The Glycemic Index Scale:
- Low: 55 or less
- Medium: 56-69
- High: 70 or higher
Check out this database if you want to find the glycemic index or glycemic load of particular foods.
The Glycemic Load
Another system known as the Glycemic Load (GL) is much better for predicting blood glucose levels after meals because it also incorporates serving sizes.
It is simple to figure out the Glycemic Load if you already know the GI of a food and its carbohydrate content.
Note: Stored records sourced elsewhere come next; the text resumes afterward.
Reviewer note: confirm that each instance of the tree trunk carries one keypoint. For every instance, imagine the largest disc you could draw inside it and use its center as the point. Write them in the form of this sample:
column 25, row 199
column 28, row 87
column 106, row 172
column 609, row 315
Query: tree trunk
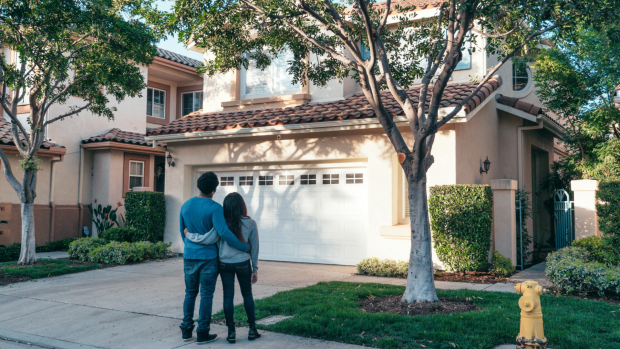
column 420, row 279
column 28, row 253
You simply multiply the Glycemic Index with the amount of carbohydrates in grams and divide by 100.
Glycemic Load (GL) = Glycemic Index (GI) * Carbs in grams / 100
For example, apples with a GI of 40 and a carb count of 16 grams: GL = (40 * 16) / 100 = 6.4
Therefore foods with a high GI and/or high carb content have a higher glycemic load, while foods with a low GI and/or low carb content have a lower glycemic load.
The Glycemic Load Scale:
- Low: 10 or less
- Medium: 11-19
- High: 20 or higher
The Insulin Index
The Insulin Index measures blood levels of insulin after meals.
These levels are usually correlated with glucose levels, with some exceptions. Some protein-containing foods such as beef can cause a higher insulin response than certain carbohydrate-containing foods.
The Insulin Index measures the insulin response to various foods, relative to the insulin response to white bread, which is assigned a score of 100.
A food that raises insulin more than white bread has a score over 100, while a food that raises insulin less than white bread has a score of less than a hundred.
Some examples: porridge with an insulin index of 40 is much less than white bread, potatoes with 121 are higher than white bread, and beef with a score of 51 is less than white bread but higher than porridge.